Ventajas que ha demostrado la evidencia científica:

  • La experiencia de las mujeres usando el agua durante la dilatación y el expulsivo son positivas en términos de sentirse relajadas, están más involucradas a la hora de tomar decisiones y con la sensación de tener mayor control . (Richmond 2003; Hall and Holloway 1998).
  • El uso del agua como analgesia durante el parto ha resultado ser efectiva, concluyendo en menos uso de la anestesia epidural para paliar el dolor durante el parto (Cluett and Burns 2009).

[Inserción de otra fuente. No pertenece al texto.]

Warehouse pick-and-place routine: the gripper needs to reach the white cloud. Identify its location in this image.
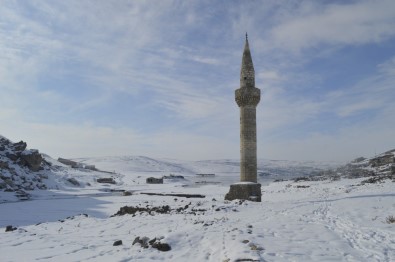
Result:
[271,0,395,52]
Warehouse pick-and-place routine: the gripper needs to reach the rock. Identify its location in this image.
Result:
[0,160,9,169]
[5,225,17,232]
[5,153,19,161]
[122,191,132,196]
[21,149,43,171]
[132,237,149,248]
[152,242,171,252]
[67,177,80,186]
[112,240,122,246]
[12,141,27,152]
[225,182,262,202]
[96,177,115,184]
[146,177,163,184]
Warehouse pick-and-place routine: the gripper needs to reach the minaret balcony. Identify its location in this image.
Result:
[235,87,261,107]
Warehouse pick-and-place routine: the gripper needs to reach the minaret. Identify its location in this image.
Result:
[225,34,261,202]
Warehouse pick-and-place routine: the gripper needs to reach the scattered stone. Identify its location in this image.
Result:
[152,242,171,252]
[12,141,27,152]
[132,237,149,248]
[96,177,116,184]
[0,160,9,169]
[5,225,17,232]
[140,192,206,198]
[112,205,171,217]
[225,182,262,202]
[67,177,80,186]
[250,244,264,251]
[146,177,163,184]
[132,237,171,252]
[112,240,122,246]
[21,149,43,171]
[296,185,310,188]
[163,174,185,179]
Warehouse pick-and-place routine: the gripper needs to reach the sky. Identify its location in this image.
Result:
[0,0,395,162]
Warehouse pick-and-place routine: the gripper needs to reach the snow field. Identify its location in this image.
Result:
[0,174,395,261]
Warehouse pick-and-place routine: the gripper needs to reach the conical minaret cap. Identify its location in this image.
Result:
[240,34,255,87]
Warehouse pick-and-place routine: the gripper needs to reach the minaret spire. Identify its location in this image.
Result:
[240,33,255,87]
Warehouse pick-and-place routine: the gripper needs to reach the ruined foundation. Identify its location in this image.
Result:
[225,182,262,202]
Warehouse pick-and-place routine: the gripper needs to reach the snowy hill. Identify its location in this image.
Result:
[74,156,340,179]
[0,137,395,262]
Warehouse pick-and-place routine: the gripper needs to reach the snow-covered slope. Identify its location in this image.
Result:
[0,136,395,262]
[75,156,340,179]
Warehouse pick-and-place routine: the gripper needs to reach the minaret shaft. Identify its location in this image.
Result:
[240,105,257,183]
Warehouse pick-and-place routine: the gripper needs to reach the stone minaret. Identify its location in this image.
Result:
[235,35,261,183]
[225,34,261,202]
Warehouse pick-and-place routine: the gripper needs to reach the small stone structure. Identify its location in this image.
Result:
[146,177,163,184]
[369,154,395,167]
[58,157,97,171]
[225,34,262,202]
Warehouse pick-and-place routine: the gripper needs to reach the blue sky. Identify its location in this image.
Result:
[0,0,395,161]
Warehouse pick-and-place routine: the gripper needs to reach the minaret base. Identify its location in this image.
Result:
[225,182,262,202]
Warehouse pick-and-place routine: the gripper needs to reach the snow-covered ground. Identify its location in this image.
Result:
[0,157,395,261]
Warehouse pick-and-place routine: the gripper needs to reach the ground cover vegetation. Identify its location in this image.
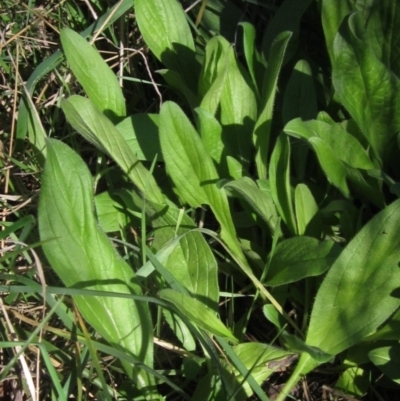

  • La inmersión en el agua durante el parto no está relacionada con el tipo de parto, con la puntuación de Apgar a los 5 minutos, con infecciones neonatales ni ingresos en la unidad neonatal (Cluett and Burns 2009).
  • No hay evidencia de ninguna relación entre el uso del agua durante el parto con un aumento de la morbilidad y mortalidad neonatal (Cluett and Burns 2009).
  • Siete ensayos clínicos aportaron datos sobre la duración de la dilatación en el parto y se demostró una reducción significante en los tiempos de los partos que usaron la inmersión en el agua durante la dilatación. Los investigadores comentaron que no hay evidencia disponible sobre los efectos del agua en la tercera fase (alumbramiento de la placenta), y pidieron que se investigue este aspecto (MIDIRS 2008)
  • Hay dos grandes estudios realizados en Reino Unido:
    • El estudio Burns’ (2001) , que incluyó una muestra consecutiva de 2359 mujeres con embarazos de bajo riesgo que usaron la piscina de partos durante los años 1990 – 1998, comparando con otro grupo de mujeres con los mismos factores, que dieron a luz entre los años 1991-1998 en el mismo centro. Las conclusiones fueron que las mujeres que usaron la piscina tenían más posibilidades de tener un parto natural, que la hidroterapia estaba asociada con menos necesidad de anestesia epidural, y que aumentaba el porcentaje de tener un periné intacto tras el parto.
    • El segundo estudio, incluía 301 mujeres de bajo riesgo que dieron a luz en el agua durante los años 1989-1994 en un mismo centro. El estudio demostró estadisticamente dilataciones y expulsivos más cortos en el parto, menor uso de analgesia, y menor trauma perineal para las mujeres primíparas (Otigbah et al. 2000).